477 Krishnamurti on meditation




When Jiddu Krishnamurti is asked about meditation, his answers reflect and confirm what my thoughts are: It is not important what meditation'system' we subscribe to; furthermore and most pertinently, meditation is a way of life.


"Meditation is one of the greatest arts in life, and one cannot possibly learn it from anybody. That is the beauty of it. It has no technique; when you learn about yourself, watch yourself, watch the way you walk, how you eat, what you say, the gossip, the hate, the jealousy, if you are aware of all that in yourself, that's part of meditation."


This text is about the inquiry what meditation is, it is not about how to meditate ... (which is really simple [though very hard]: Sit still, breathe, don't think.) I must admit, it takes K a little while to come to the point in this recording (I think, as always with such a talk, one must have been there to fully appreciate it). He slowly gets going at about 5:20; by 6:50 and especially 8:20 he becomes very profound. Give it a go ... it's truly worth it ... not just the content of his talk, but listening to this great man.



5:20 ... “So, please, we are together examining the whole ... question of what is meditation. Not how to meditate…. for then if you ask how am I to meditate, then you’ll find a system how to mediate. The ‘how’ implies a method. But whereas if you’re enquiring into this question what is mediation and why should one meditate then we will never ask how to meditate; the very questioning ... is the beginning of enquiry, which is the beginning of meditation. As we said, this is a very complex problem and we have to go slowly and hesitantly but subtly into this question …”


6:50 “… we are enquiring into it so that you are not listening to the speaker, you are asking the question to yourself and finding the right answer, without accepting any kind of authority … especially the authority of the speaker sitting on this unfortunate platform. It doesn’t give him any authority because he sits on a platform and talks. There is no authority in so-called … spiritual matters … so we are doing this together: Not meditating together, but enquiring, “What is mediattion?” And from that discover for oneself as we go along the whole movement of meditation.”

“Is this alright?”


8:25 “First I think one must be careful in observing that meditation is not something that you do. Meditation is … the whole of our living. That is the first thing, how we live, how we behave, whether we have fears, anxieties, sorrows or if we are pursuing ... pleasures … whether we have built images about ourselves and about others. If we have an understanding of the various issues in our life and ... actually being free from those issues … then we can proceed to enquire into what is meditation ...”
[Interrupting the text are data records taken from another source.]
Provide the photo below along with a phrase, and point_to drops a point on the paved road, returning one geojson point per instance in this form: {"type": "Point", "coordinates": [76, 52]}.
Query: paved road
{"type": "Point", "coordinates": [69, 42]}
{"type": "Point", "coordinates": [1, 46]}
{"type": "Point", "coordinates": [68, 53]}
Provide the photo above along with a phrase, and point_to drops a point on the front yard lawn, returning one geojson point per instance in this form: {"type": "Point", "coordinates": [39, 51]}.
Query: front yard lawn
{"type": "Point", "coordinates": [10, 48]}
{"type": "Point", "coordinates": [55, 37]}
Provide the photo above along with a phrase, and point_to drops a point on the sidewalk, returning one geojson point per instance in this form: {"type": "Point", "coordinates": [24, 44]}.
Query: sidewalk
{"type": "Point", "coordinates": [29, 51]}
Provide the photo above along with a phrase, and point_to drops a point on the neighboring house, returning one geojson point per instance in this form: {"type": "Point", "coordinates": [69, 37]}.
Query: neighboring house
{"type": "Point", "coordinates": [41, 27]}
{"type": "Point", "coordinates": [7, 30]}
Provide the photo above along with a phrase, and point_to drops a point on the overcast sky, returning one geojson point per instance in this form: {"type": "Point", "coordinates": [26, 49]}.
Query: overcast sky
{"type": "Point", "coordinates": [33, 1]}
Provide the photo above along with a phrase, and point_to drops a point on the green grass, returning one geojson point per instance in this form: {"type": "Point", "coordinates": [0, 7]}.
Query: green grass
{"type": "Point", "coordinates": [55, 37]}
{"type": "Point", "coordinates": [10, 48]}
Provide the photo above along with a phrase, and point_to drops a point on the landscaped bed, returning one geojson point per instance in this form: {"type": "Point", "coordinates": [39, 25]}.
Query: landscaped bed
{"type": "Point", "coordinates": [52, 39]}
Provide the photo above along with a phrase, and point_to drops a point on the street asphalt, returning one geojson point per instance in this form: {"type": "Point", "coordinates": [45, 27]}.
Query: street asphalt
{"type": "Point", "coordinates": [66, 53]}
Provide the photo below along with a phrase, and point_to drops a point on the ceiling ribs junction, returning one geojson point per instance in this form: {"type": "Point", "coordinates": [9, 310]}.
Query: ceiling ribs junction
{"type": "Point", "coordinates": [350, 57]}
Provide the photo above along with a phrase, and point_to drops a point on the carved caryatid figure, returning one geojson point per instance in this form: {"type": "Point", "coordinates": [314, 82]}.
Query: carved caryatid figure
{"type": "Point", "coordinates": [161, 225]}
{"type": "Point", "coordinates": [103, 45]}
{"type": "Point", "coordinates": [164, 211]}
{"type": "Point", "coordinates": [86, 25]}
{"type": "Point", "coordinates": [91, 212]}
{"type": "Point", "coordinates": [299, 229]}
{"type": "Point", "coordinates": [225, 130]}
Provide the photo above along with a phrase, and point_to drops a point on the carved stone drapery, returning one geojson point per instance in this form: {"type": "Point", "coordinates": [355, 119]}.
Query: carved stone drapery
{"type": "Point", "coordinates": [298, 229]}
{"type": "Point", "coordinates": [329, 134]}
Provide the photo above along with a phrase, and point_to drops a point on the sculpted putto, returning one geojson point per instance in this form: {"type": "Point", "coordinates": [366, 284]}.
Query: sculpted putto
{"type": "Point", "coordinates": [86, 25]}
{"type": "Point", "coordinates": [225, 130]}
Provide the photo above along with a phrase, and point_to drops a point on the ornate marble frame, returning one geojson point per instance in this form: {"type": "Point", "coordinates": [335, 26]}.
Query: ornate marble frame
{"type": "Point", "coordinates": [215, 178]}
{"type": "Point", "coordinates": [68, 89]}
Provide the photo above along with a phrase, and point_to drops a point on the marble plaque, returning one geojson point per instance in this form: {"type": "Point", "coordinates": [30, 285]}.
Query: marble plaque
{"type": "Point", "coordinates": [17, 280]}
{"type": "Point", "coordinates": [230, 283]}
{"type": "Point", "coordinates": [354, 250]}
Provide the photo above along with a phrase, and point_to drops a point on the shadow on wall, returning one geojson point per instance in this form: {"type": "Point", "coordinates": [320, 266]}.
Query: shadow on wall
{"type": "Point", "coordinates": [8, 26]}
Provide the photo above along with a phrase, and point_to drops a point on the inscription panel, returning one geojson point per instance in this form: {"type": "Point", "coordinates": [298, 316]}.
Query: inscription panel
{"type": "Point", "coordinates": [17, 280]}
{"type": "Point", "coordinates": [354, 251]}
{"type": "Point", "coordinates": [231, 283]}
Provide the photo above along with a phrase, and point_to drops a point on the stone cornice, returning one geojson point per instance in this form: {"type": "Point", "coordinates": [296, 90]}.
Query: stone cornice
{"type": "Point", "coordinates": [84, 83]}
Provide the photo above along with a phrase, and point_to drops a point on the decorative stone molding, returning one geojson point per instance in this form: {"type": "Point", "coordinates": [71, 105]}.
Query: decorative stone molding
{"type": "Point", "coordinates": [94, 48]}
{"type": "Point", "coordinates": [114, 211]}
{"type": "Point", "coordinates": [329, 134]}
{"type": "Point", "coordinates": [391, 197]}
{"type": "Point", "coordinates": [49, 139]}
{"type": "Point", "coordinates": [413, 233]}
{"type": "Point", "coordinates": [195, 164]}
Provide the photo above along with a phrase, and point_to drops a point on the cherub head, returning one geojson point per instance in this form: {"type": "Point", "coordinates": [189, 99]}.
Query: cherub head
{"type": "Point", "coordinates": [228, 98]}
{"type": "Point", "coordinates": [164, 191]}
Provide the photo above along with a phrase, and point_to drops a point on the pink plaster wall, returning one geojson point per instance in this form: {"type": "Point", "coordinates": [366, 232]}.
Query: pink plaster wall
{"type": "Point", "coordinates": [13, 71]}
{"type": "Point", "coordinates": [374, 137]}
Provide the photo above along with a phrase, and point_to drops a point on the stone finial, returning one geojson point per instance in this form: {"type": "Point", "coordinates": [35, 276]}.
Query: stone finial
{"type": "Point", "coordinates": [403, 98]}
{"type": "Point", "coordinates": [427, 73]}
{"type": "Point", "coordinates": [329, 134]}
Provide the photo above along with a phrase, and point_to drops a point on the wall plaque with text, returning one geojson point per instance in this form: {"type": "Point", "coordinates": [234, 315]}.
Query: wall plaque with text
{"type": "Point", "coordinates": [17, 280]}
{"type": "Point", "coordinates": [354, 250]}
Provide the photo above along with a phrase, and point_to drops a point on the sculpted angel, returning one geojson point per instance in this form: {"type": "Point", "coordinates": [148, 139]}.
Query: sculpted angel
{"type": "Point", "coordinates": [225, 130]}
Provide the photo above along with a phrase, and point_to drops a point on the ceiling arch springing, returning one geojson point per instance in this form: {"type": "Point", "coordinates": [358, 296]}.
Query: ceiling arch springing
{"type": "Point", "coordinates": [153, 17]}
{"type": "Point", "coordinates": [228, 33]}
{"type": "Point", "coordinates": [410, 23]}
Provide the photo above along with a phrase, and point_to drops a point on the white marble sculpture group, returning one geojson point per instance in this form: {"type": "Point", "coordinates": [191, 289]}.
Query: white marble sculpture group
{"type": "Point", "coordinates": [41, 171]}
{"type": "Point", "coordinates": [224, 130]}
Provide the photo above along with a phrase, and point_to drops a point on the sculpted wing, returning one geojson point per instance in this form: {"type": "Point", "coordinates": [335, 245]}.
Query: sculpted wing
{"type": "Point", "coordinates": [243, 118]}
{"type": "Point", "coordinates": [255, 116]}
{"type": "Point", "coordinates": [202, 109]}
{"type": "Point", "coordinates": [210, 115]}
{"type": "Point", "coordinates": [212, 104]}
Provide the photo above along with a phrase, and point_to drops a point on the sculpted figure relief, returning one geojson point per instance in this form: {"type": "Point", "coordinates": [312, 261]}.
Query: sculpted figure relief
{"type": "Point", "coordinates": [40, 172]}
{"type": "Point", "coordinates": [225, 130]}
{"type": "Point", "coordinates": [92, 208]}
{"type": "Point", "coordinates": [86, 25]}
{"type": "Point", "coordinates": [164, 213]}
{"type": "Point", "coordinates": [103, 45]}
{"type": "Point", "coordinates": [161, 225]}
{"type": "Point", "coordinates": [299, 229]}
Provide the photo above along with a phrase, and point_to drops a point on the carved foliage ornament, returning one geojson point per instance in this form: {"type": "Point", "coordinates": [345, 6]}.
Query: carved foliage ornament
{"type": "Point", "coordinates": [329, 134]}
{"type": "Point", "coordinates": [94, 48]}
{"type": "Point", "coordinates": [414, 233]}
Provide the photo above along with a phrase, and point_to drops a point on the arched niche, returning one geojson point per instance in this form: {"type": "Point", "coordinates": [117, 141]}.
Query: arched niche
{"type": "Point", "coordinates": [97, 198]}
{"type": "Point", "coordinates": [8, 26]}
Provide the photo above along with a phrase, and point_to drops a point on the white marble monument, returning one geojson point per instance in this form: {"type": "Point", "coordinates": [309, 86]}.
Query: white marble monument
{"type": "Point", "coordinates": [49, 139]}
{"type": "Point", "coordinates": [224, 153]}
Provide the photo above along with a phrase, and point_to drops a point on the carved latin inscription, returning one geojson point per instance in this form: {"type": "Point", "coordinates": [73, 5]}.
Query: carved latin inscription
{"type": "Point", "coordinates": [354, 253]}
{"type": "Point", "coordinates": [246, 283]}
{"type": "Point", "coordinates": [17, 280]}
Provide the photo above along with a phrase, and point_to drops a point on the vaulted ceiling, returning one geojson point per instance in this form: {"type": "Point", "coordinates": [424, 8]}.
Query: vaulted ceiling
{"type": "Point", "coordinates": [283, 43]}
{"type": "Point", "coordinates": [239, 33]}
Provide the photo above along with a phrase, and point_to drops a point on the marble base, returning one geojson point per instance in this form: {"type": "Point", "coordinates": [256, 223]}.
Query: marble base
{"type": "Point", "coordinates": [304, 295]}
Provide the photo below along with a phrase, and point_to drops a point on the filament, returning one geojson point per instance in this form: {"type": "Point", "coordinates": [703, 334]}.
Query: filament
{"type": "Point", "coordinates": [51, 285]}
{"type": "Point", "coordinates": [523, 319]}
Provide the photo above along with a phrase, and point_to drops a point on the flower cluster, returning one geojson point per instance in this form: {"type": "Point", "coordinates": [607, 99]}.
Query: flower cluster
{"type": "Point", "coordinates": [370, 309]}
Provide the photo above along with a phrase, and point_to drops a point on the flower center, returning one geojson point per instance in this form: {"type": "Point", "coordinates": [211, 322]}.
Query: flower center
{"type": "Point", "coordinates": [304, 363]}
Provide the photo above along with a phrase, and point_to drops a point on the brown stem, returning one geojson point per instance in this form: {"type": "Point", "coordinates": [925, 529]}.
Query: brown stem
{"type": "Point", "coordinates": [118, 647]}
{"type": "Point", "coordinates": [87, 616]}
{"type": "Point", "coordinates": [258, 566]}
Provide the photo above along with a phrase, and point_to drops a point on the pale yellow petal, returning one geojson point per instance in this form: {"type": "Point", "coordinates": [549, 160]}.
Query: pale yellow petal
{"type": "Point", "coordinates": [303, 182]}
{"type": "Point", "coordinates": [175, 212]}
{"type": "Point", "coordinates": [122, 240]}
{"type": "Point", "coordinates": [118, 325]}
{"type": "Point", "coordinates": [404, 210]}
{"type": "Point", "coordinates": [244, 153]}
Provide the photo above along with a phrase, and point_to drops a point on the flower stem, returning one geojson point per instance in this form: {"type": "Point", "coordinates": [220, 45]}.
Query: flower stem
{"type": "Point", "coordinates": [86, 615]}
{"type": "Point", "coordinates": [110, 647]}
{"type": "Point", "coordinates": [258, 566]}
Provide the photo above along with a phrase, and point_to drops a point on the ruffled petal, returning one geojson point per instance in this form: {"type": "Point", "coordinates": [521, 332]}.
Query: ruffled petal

10:00 “... we must put order in our house (our house is ourselves) complete order ... then, when that order is established, when there is complete understanding of what is disorder, what is confusion and why we are in contradiction in ourselves, why there is this constant struggle between the opposites ... having put our life in order and after placing things in their proper place … that is the beginning of meditation ... if we have not done that, actually (not theoretically), but in daily life, every moment of our life, then meditation merely becomes another form of illusion, another form of prayer, another form of wanting something … money, position, refrigerator and so on.”


From another talk (an interview):


“We ask, what is meditation? Meditation is our daily life, it encompasses all our activities and experiences; meditation is not separate, not divorced from life. If it is divorced from life, meditation has no meaning. If it is divorced from life it is an escape. Escape from all our travails, our miseries, sorrows and confusion.”


“So is meditation an achievement? Is it an attainment of a goal? Or is it pervading all our activities? That, I think, has tremendous significance. Then, the next question is … is it the result of a search? Joining one group after the other, this practice, that practice … in order to get there. For me all of those are totally unnecessary, because then meditation becomes a religious question. Meditation covers the whole field of existence. Meditation implies freedom from this method, that system … discard all that, have no burden. That is meditation.”